EKBIS.CO, JAKARTA -- Beragam upaya dilakukan pemerintah dalam mengendalikan harga beras di pasaran. Salah satunya dengan melakukan operasi pasar, membentuk satuan tugas distribusi beras, serta menggandeng koperasi pasar dalam penyalurannya. Dalam pelaksanaannya, pemerintah mesti melakukannya dengan cooling down. Jangan menambah kekisruhan dengan menggulirkan pernyataan sensitif seperti menyebut "mafia beras" di tengah situasi pasar yang sensitif.

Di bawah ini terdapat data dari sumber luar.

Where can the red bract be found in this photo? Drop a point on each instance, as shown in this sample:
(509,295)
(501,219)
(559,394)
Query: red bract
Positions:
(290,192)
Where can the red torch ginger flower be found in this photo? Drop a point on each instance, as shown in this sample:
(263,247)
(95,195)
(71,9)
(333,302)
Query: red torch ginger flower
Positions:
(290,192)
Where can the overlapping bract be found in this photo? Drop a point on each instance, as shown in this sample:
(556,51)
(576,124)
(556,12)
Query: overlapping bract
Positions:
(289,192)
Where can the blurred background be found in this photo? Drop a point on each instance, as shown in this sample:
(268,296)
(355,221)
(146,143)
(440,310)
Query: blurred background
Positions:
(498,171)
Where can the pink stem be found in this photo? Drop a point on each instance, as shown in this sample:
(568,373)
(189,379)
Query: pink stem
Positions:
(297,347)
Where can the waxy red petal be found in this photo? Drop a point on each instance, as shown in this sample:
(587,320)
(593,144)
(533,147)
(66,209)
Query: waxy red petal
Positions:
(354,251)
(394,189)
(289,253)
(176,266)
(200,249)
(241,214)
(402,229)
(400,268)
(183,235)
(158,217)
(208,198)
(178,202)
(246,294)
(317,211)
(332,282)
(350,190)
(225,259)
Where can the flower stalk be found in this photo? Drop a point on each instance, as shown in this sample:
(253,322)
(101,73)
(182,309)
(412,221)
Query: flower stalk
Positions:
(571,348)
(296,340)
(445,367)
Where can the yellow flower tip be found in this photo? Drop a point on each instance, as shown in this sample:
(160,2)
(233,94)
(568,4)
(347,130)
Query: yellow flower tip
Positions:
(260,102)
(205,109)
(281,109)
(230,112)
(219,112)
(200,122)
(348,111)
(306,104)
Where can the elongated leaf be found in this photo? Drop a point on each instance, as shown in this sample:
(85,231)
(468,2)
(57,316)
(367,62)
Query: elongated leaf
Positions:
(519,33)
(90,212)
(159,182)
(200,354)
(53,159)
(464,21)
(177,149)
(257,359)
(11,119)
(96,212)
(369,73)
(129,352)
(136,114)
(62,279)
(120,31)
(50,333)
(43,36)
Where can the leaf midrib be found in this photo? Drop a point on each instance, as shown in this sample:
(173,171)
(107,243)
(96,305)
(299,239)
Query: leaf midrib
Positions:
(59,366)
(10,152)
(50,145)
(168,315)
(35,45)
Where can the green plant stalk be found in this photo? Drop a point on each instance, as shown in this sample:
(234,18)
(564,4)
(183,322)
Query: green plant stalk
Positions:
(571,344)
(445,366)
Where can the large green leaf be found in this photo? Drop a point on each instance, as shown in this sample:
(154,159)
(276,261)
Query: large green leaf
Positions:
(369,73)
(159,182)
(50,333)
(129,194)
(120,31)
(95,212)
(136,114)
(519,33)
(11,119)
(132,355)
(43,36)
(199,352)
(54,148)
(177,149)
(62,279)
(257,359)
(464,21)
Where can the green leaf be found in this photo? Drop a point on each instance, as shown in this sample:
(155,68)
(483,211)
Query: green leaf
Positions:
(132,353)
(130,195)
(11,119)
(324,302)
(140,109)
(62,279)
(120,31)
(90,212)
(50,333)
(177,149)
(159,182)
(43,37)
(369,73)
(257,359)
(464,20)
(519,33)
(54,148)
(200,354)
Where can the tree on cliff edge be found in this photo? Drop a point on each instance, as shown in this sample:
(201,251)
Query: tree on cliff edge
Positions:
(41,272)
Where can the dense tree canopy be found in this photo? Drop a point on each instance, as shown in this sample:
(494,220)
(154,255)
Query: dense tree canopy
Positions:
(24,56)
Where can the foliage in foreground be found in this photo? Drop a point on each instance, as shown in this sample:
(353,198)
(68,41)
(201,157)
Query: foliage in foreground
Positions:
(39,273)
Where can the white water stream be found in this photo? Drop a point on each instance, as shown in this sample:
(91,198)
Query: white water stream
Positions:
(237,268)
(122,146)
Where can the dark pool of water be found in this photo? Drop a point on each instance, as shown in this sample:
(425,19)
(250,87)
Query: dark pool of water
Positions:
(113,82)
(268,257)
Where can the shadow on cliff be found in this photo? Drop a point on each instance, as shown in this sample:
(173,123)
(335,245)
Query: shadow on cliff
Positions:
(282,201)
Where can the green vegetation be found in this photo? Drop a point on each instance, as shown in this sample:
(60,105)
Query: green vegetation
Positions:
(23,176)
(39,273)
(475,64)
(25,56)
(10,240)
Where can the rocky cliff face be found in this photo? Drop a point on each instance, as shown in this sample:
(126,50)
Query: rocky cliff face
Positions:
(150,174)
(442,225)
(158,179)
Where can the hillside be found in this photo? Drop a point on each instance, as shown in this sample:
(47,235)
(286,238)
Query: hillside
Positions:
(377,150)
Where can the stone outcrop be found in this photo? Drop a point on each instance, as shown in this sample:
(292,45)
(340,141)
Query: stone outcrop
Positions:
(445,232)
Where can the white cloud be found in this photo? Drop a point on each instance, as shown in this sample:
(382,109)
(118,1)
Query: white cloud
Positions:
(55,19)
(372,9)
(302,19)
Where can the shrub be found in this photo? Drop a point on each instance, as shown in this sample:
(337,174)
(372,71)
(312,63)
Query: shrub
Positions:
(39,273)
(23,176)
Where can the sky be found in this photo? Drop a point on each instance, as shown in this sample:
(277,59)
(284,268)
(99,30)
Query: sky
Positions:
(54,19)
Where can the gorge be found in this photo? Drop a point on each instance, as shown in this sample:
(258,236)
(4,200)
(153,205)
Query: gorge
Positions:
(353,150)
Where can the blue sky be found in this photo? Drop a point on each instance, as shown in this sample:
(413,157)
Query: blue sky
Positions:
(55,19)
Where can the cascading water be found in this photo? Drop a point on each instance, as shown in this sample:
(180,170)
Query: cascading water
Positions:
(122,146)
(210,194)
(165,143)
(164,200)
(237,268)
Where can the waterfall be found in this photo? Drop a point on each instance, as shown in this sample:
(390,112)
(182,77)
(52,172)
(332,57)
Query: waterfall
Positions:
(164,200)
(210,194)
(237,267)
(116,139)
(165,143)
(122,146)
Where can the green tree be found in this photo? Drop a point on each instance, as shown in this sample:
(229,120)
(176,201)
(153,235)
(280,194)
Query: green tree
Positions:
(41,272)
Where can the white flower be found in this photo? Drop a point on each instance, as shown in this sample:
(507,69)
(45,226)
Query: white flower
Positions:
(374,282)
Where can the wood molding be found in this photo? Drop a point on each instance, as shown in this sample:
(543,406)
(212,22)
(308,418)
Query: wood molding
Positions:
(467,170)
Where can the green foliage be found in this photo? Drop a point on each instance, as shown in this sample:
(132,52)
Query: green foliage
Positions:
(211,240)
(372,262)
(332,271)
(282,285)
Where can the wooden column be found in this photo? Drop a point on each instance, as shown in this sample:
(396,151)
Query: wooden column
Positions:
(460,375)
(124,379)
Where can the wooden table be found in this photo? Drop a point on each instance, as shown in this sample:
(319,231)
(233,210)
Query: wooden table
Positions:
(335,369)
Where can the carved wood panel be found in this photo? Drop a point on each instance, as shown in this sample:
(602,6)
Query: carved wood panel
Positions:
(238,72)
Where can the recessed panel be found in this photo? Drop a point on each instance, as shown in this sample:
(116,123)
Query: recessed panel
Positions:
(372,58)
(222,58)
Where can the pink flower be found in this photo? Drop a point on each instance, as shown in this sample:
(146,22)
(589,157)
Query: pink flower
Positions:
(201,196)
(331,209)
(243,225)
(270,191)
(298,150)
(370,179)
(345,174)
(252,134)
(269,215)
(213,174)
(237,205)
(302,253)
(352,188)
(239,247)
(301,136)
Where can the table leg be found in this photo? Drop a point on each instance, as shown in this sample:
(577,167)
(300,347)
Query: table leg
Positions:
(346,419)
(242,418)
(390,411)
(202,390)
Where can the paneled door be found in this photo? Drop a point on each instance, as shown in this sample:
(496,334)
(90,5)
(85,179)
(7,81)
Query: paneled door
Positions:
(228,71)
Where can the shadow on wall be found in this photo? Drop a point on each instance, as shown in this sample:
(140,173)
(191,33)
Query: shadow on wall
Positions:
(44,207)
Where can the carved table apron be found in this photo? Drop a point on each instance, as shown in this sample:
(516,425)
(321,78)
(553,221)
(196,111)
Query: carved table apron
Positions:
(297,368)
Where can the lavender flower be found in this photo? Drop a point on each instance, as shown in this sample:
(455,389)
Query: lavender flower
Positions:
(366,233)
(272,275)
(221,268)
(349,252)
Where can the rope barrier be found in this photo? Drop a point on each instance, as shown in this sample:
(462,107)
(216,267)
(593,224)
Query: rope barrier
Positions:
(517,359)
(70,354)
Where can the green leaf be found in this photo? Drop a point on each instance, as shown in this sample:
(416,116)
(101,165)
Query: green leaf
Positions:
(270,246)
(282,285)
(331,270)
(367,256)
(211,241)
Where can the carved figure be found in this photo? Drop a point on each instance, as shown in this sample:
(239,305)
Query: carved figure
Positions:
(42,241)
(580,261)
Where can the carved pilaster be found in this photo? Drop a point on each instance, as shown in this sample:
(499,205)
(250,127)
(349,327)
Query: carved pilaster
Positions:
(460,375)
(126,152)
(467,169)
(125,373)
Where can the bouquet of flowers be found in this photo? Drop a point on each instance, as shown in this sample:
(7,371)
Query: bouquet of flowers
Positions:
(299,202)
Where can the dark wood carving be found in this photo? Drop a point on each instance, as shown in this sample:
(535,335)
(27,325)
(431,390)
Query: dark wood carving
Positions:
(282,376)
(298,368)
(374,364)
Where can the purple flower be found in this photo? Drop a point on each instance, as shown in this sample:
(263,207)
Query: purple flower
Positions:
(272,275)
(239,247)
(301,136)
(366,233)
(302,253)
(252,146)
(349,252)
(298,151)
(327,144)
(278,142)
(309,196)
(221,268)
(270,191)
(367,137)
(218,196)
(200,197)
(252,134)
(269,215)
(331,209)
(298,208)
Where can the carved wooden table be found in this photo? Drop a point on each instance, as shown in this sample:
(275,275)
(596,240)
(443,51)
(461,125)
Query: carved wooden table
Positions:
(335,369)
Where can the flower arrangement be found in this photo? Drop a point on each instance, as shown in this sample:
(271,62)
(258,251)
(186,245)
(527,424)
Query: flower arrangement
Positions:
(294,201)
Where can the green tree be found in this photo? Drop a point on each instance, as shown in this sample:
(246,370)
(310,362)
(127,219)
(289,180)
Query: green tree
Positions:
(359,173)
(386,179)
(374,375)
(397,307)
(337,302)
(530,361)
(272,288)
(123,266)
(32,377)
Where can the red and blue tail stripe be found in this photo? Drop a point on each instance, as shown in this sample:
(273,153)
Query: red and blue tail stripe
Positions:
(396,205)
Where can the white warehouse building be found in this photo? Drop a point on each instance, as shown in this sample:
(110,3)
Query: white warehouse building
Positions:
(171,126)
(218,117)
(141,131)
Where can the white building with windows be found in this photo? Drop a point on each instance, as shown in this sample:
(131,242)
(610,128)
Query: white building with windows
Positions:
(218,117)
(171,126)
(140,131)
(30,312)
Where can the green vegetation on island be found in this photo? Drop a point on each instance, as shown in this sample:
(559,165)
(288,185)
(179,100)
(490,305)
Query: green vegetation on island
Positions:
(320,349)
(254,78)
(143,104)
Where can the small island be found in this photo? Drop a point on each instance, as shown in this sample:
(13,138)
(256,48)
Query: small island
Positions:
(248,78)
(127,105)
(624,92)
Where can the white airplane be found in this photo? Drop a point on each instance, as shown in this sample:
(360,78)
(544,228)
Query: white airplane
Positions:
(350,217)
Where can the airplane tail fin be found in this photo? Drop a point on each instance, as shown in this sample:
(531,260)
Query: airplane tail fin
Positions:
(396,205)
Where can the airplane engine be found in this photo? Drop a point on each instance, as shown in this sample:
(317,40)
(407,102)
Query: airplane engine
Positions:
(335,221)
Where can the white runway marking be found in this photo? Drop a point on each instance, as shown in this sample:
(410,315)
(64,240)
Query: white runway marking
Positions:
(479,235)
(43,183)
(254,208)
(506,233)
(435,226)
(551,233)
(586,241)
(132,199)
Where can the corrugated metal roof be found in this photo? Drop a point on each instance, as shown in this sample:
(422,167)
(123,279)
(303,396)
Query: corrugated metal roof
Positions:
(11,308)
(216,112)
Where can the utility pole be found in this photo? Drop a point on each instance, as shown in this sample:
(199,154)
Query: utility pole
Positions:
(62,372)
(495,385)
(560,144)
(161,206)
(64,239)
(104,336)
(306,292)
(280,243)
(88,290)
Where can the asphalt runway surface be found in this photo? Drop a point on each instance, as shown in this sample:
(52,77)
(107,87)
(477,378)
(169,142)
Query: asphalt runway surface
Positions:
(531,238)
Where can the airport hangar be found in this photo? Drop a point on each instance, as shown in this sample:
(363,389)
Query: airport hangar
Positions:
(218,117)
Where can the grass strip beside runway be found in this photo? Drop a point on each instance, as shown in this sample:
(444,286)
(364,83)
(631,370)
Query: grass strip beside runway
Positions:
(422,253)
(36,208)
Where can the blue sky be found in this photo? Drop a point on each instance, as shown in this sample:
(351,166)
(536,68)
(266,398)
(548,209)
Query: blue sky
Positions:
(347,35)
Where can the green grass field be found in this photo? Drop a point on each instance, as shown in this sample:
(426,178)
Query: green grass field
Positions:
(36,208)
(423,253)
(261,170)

"Dalam teorinya ada yang disebut pengaruh ekspektasi, begitu pelaku, konsumen dan pedagang khawatir harga naik, itu harga bakal naik betulan," kata Pakar Ekonomi Pertanian Prof Bustanul Arifin kepada Republika Online pada Ahad (22/2).
Menurutnya, ketimbang saling ngotot-ngototan soal siapa yang benar dan salah, alangkah lebih baik jika dibuka dialog dengan kepala dingin antara pemerintah dan pedagang. Saling menyalahkan malah akan membuat harga beras di pasar semakin liar. "Toh semua manusia, bisa diajak bicara," tambahnya. Rencana untuk menggandeng pihak koperasi pun, kata dia, harus dipastikan koperasi pedagang tersebutbetul-betul bisa diajak bekerja sama.
Penyebab kenaikan harga beras, lanjut dia, disebabkan masalah yang kompleks dari mulai urusan produksi sampai keterkaitannya dengan penyaluran beras untuk masyarakat miskin (raskin). Situasi tersebut juga bisa jadi disebabkan keterlambatan operasi pasar atau ketidaktepatan penyaluran. Apakah ada mafia atau spekulan, lanjut dia, itu pun bisa menjadi penyebab meski bukan yang utama.
Kenaikan harga beras juga berkaitan erat dengan penghentian penyaluran raskin pada November-Desember 2014 lalu di mana raskin diganti dengan BLSM. Kemudian pada Januari ada penyaluran namun beras diambil dari cadangan beras pemerintah (CBP). Akibatnya, cadangan berkurang sementara masyarakat miskin yang tidak menerima raskin beralih ke pasar untuk mendapatkan beras. "Permintaan naik, pasokan terbatas, harga otomatis naik," katanya.
Harga beras naik 10-15 persen di situasi paceklik seperti sekarang ini merupakan hal yang wajar. Sebab permintaan tinggi dan persediaan terbatas. Meskipun pemerintah menyebut pasokan beras Bulog cukup, kemungkinan ketika pelaksanaannya yang dikemas 5 kg menyebabkan beras digunakan untuk dijual lagi dengan harga tinggi. Akibatnya, pasokan beras yang beredar di pasar pun berkurang.
Bustanul yang juga merupakan Ekonom senior Institute for Development of Economics and Finance (INDEF) itu pun menekankan agar pemerintah konsisten mengawal penyaluran beras dalam operasi pasar, menyalurkan raskin tepat waktu serta menenangkan pasar dengan bekerja sama dan merangkul pedagang. "Kalau ada pelanggaran tangkap saja, tidak perlu gembar-gembor berlebihan," ujarnya.
Ia pun memperkirakan harga akan stabil seiring panen raya pada Maret mendatang. Harga beras pun diharapkan tidak akan turun melebihi 10 persen. Pasalnya, harga jual yang terlalu rendah akan merugikan petani.